Ричард поднялся с кресла, и я тоже встала, глядя ему в лицо.

— И это говоришь ты? — спросил он достаточно мягко, правда, чуть печально. — Ты выбрала отца, хотя могла остаться с Людовиком или же заполучить любого мужчину на свете. Каждый взглянувший на тебя проникался к тебе Страстью, но ты выбирала! Безумное, разрушительное представление о том, что один лучше другого, дьявольское поклонение личности — куда оно тебя привело? Я не горю желанием видеть ту или иную женщину за своим столом. Я хочу поскорее отправиться на Восток и разбить Саладдина. И деньги Санчо будут средством достижения моей цели. И это все, чего я хочу, все, чего я хотел с тех пор, как себя помню. Я никогда не обнажал меч, не поднимал топор и не прикасался к копью, не подумав: «Бевар, Саладдин, я иду на вас!» Но думать, желать и молиться — мало. В наши дни все признают только деньги, а с ними у меня всегда было туго. Я скупился и экономил. Если бы ты видела мою штаб-квартиру в Руане, она показалась бы тебе более бедной и жалкой, чем твоя тюрьма в Винчестере. У меня нет поместья, нет музыкантов, нет придворного шута. Я кормлю солдат — и никого больше. Взгляни на меня! У меня хорошая кольчуга, она пригодится в Иерусалиме. И подаренные тобой перчатки великолепны. Остальное — старье. Четыре дня назад мне на голову возложили корону Эдварда. А сегодня утром я разобрал ее и по частям продал евреям. Клянусь Богом, я продал бы и сам Лондон, если бы нашелся покупатель.

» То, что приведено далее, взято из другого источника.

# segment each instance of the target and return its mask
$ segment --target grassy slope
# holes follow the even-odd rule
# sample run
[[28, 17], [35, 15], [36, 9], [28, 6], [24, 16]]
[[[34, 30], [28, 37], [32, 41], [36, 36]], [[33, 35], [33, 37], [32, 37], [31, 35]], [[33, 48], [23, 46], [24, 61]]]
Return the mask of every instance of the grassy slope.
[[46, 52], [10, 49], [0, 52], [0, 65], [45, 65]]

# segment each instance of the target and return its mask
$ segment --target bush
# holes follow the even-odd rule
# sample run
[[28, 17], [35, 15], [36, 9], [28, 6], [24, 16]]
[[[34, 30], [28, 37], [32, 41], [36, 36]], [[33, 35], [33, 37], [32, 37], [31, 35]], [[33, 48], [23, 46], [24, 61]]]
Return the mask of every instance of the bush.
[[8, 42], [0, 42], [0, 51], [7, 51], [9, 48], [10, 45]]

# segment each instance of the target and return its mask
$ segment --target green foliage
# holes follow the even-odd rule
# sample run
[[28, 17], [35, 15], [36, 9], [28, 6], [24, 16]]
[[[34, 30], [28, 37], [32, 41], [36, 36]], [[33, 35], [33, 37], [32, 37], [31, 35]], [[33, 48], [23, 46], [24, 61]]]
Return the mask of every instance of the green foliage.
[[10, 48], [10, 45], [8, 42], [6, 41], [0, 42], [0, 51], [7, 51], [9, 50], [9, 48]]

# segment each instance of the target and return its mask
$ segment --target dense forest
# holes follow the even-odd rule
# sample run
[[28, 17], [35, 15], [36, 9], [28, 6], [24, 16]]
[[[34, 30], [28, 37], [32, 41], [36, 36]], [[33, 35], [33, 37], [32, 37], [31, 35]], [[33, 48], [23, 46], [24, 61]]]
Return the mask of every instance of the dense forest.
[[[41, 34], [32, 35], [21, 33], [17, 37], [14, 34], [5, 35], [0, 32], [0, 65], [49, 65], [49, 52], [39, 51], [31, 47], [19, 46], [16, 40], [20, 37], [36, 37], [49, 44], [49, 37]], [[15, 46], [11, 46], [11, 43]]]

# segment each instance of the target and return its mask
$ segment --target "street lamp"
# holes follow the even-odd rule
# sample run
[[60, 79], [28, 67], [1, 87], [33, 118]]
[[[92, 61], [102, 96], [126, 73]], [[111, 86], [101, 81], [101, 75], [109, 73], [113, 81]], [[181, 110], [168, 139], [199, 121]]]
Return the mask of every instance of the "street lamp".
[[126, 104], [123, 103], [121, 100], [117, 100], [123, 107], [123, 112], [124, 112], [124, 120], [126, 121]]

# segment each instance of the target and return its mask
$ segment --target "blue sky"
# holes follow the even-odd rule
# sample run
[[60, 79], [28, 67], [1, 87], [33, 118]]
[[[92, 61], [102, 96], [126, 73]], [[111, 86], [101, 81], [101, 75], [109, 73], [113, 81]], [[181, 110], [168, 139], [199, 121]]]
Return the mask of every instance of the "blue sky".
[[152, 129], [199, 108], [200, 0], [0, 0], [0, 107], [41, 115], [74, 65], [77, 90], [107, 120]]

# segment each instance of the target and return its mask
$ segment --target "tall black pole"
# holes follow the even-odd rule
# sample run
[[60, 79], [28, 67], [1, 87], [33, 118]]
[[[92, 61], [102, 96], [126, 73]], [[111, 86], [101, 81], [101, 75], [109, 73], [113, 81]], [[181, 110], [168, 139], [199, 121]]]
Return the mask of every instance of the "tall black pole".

Пыл этой речи вызвал румянец на его лице. На лбу, прямо под линией золотистых волос, выступили капли пота. Я смотрела на него и думала: Лондон, тот самый прекрасный, богатый город, который я сберегла для тебя! Но сказать было нечего. Любой протест лишь отдалил бы от меня Ричарда, никак не повлияв на его решимость. Корона Эдварда, сама Англия не представляли для него ни малейшей ценности, потому что он никогда не ценил подарков и единственное, что мог принять, был вызов на бой.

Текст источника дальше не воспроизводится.